Yeah, the person, teacher, student stuff is pretty bad, and honestly I find that most "real-world" examples don't work very well as sub-classes. Where I do find it works fairly well is with more "gamified" type of stuff. For example:
Creature
/ \
Human Simple Monster
/ \
NPC Player
With a system like this we can have a basic "Creature" class that defines the basic things that the vast majority of creatures need (creation functions, blood type data (or lack thereof), corpse creation calling. Then from then we can split down into Monsters (that have reduced data stored, only a single health pool, and other simplified features) from humans (that have body part tracking, can equip weapons, and so forth). Then humans can be further subclassed into whether they are NPC's (including the AI code and so forth) or Players (in which case you include the UI code). (Alternatively if you wanted more intelligent monsters you might consider splitting along the "Intelligent/Animal" boundary and then maybe a second split of Intelligent along the "Interactive/Noninteractive").

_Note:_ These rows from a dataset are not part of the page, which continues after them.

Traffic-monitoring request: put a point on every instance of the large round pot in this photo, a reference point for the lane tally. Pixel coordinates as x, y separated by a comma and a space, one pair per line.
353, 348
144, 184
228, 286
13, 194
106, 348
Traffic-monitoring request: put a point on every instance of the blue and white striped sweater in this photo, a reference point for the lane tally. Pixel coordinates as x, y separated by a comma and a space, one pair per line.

Examples like that work well because as part of a game you are able to define clear-cut boundaries that lend themselves well to subclasses, and their use allows for sensible "defaults" to automatically exist for the vast majority of things, reducing the amount of code that you actually need to manually implement. Real-world examples, on the other hand, are rarely as simple and well-defined enough to lend themselves well to subclasses due to their overlaps and mutability as time goes on.